Organ Transplantation Violates Beneficence

A doctor owes a responsibility of beneficence to their patients, which entails putting the patient’s interests ahead of their own. As a result, the lowest variants of the donor damage criterion may be supported by citing a concomitant of the donor rule in deceased organ donors. The rule states that “a person has to be deceased before life-prolonging organs can be acquired for transplant or other uses.” It is frequently based on the belief that the intentional death of innocent individuals is not ever permitted (Kates et al., 2021). It is provided as an ethical justifications to deny organ transplantation.
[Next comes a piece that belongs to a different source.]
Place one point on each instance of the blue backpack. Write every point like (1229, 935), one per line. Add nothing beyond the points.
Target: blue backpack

Thus, even if an event of organ donation is both independent and going to occur in a net benefit, instances of donations when donor death is definite will always be judged unlawful under the method as it violates beneficence. In many instances, it happens to be the most common scenario due to the dead donor rule. Thus, organ donation should be altruistic but only to a certain extent. Consequently, individuals should be able to have directed donation within families. While advocates of organ transplant may argue that it does save lives, and that when one arrive at the hospital, a medical professional’s primary priority is to save live, one cannot rule out the possibility that being an organ donor would jeopardize physicians’ and nurses’ dedication to saving lives which violates beneficence.
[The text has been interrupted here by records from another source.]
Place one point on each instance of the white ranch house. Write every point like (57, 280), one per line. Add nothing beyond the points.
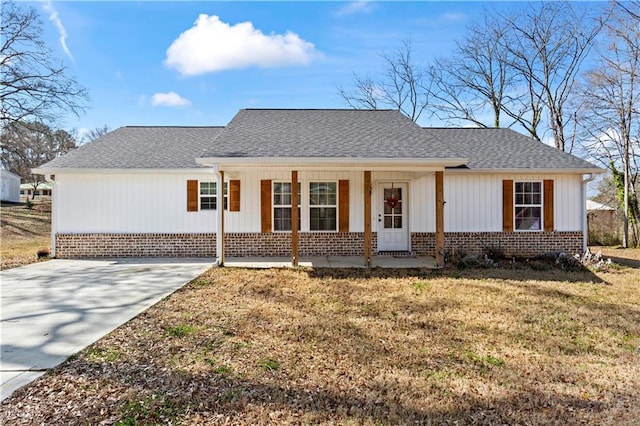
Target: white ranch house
(10, 183)
(368, 182)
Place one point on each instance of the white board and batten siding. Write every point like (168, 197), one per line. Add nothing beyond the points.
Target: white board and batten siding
(10, 186)
(128, 203)
(156, 202)
(474, 202)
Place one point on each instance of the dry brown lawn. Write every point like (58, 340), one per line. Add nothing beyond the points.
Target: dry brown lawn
(483, 346)
(23, 232)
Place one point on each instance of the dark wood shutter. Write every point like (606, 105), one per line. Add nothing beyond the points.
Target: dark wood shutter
(234, 195)
(265, 205)
(507, 206)
(343, 206)
(548, 205)
(192, 195)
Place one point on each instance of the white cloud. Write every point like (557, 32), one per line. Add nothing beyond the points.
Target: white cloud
(453, 17)
(169, 99)
(212, 45)
(355, 7)
(55, 18)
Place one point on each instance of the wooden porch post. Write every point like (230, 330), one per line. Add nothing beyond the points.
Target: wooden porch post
(220, 205)
(367, 219)
(440, 218)
(294, 217)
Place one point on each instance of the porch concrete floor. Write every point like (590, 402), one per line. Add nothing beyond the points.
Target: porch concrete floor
(333, 262)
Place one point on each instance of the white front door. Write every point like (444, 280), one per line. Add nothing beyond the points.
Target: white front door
(393, 226)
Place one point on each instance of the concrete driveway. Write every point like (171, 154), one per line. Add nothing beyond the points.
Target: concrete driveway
(54, 309)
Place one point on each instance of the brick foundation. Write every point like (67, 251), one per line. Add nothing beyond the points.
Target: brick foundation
(511, 243)
(309, 244)
(135, 245)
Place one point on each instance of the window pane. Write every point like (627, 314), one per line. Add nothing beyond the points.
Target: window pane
(208, 203)
(322, 218)
(282, 219)
(207, 188)
(528, 218)
(397, 222)
(322, 194)
(388, 222)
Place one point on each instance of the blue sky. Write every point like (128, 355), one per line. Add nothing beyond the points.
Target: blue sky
(198, 63)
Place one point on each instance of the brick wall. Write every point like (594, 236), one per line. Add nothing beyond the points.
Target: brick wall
(309, 244)
(511, 244)
(135, 245)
In conclusion, the mountain of data points to the necessity for drastic efforts in the medical industry to move away from organ transplantation. Organ donation not only violates patient autonomy to a large extent, but transplant surgery is also unjust as it carries a risk for the recipient since it exposes the recipient to the danger of unneeded multiple surgeries and the recovery period. Additionally, transplantation for compensation is ethically unjustifiable as there would be less emotional satisfaction for the donor family, less regard for humanity and the sanctity of the body, and a loss of the special relationship that exists presently in the altruistic donation procedure, organ transplantation for remuneration is immoral and unjustifiable. It is also possible that an affluent vs. poor divide will emerge from organ transplantation for remuneration.


Berry, K. N., Daniels, N., & Ladin, K. (2019). Should lack of social support prevent access to organ transplantation?. The American Journal of Bioethics19(11), 13-24.

Cummins, P. J., & Nicoli, F. (2018). Justice and Respect for Autonomy: Jehovah’s Witnesses and Kidney Transplant. The Journal of Clinical Ethics29(4), 305-312.

Chavot, P., & Masseran, A. (2018). The televisual framing of organ transplantations in France, from the 1960s to the 1980s. Annales Universitatis Paedagogicae Cracoviensis. Studia ad Didacticam Biologiae Pertinentia, (8), 84-100.

Fernández‐Ruiz, M., Andrés, A., Loinaz, C., Delgado, J. F., López‐Medrano, F., San Juan, R., … & Aguado, J. M. (2020). COVID‐19 in solid organ transplant recipients: a single‐center case series from Spain. American journal of transplantation20(7), 1849-1858.

Kates, O. S., Stohs, E. J., Pergam, S. A., Rakita, R. M., Michaels, M. G., Wolfe, C. R., … & Diekema, D. S. (2021). The limits of refusal: an ethical review of solid organ transplantation and vaccine hesitancy. American Journal of Transplantation21(8), 2637-2645.

Prabhu, P. K. (2019). Is presumed consent an ethically acceptable way of obtaining organs for transplant?. Journal of the Intensive Care Society20(2), 92-97.

Rogers, W., Robertson, M. P., Ballantyne, A., Blakely, B., Catsanos, R., Clay-Williams, R., & Singh, M. F. (2019). Compliance with ethical standards in the reporting of donor sources and ethics review in peer-reviewed publications involving organ transplantation in China: a scoping review. BMJ open9(2), e024473.

Truog, R. D., & Miller, F. G. (2010). The dead donor rule and organ transplantation. Taking Sides Clashing Views on Bioethical Issues, edited by Carol Levine, New York: McGraw-Hill.